Каменная Пристань вполне соответствовала своему названию. Мы поднялись вверх по течению самой крупной из попавшихся нам до сих пор рек, прошли километров шесть — и перед нами встали стены каменной крепости. Прежде я на здешних берегах не замечал ни одной хоть сколько-нибудь крупной постройки из камня. Поэтому вполне резонно предположил, что каменные стены играли роль не только оборонительного приспособления (что, конечно, имело самое большое значение), но и являлись символом центральной власти. В заводи рядом с каменной крепостью стояло у крепеньких деревянных мостков с полдюжины лодий, там же причалили и мы. На берег сошли Проныра, Второй и вся наша компания. На выходе с мостков нас остановила стража — несколько бородачей в доспехах, со щитами и копьями. Вооружение было, на мой взгляд, примитивным — щиты деревянные, обтянутые кожей, копья короткие, а доспехи — кожаные куртки с короткими рукавами, на которые было нашито множество металлических бляшек или чешуек, частично перекрывавших друг друга. Мои впечатления дополнило высказывание Кендага, что, дескать, оружие этих парней — из некачественного железа. Плохое, значит, оружие, по мнению орка. Проныра объяснился с их начальником — и нас пропустили. Я обратил внимание на язык, на котором велись переговоры. Я разобрал почти все. Более того, мне показалось теперь, что и со своими рулевыми Проныра общался именно на этом языке. Он всегда в моем присутствии говорил с ними шепотом, но кое-что я, естественно, слышал. Стражники восприняли появление Проныры как должное, их старший махнул рукой — мол, идите…
У ворот крепости все повторилось. Там тоже стояли стражники, Проныра опять переговорил с их начальником (интересно, что они не могли не видеть, что нас пропустили их товарищи на берегу, в тридцати метрах отсюда — тем не менее, Проныре пришлось все объяснять еще раз) — и вот мы внутри. Во дворе крепости я огляделся — такого я еще не видел… Сами постройки не были примечательны ничем — стены грубой кладки, каменное здание в глубине двора — все выглядело очень заурядно. Но во дворе… Вдоль стен, под бревенчатым навесом тянулся ряд клеток — каменных, пристроенных к стене коробок с решетками, обращенными внутрь двора. Примерно треть клеток пустовала, остальные были заполнены. Заполнены самыми различными существами — люди, животные, какие-то странные уродцы. Я, к примеру, успел заметить медведя, огромного козла с чудовищными рогами, омерзительно жирного карлика… и вдруг в ближайшей к нам клетке — Вевен! Не может быть… Как… Прежде, чем я смог осмыслить то, что вижу, я машинально спросил:
— Вевен?
Узник бросился вперед, вцепился в прутья решетки и завопил:
— Я не Вевен, я Логен! Я был подобием на Карассе, не на Эману! Этот злодей продал меня сюда на позор, на поругание! Кто бы ты ни был, добрый человек, спаси меня! Спаси меня! Сообщи совету!..

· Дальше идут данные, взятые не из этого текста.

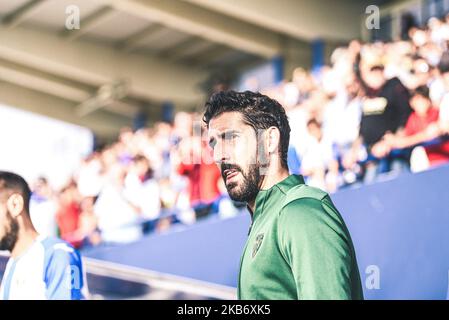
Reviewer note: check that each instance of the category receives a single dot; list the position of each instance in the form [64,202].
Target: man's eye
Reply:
[231,136]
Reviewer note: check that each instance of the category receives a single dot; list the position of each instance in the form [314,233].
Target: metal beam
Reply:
[38,81]
[14,18]
[301,19]
[89,23]
[150,78]
[133,41]
[103,123]
[185,17]
[187,48]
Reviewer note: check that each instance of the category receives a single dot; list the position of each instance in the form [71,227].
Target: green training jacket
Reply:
[298,247]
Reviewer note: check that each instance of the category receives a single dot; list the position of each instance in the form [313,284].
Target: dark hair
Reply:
[258,111]
[15,183]
[423,91]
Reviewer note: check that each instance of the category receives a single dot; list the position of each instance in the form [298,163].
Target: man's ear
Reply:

Его вопли были тут же прерваны — один из стражей ворот подскочил к клетке и принялся с силой тыкать между прутьями тупым концом копья. Воин старался побольнее задеть гермафродита и заставить его отлипнуть от решетки, крича:
— Замолчи! Заткнись, урод! Или, клянусь Отцом-Лесом, ты не дождешься своей второй ночи!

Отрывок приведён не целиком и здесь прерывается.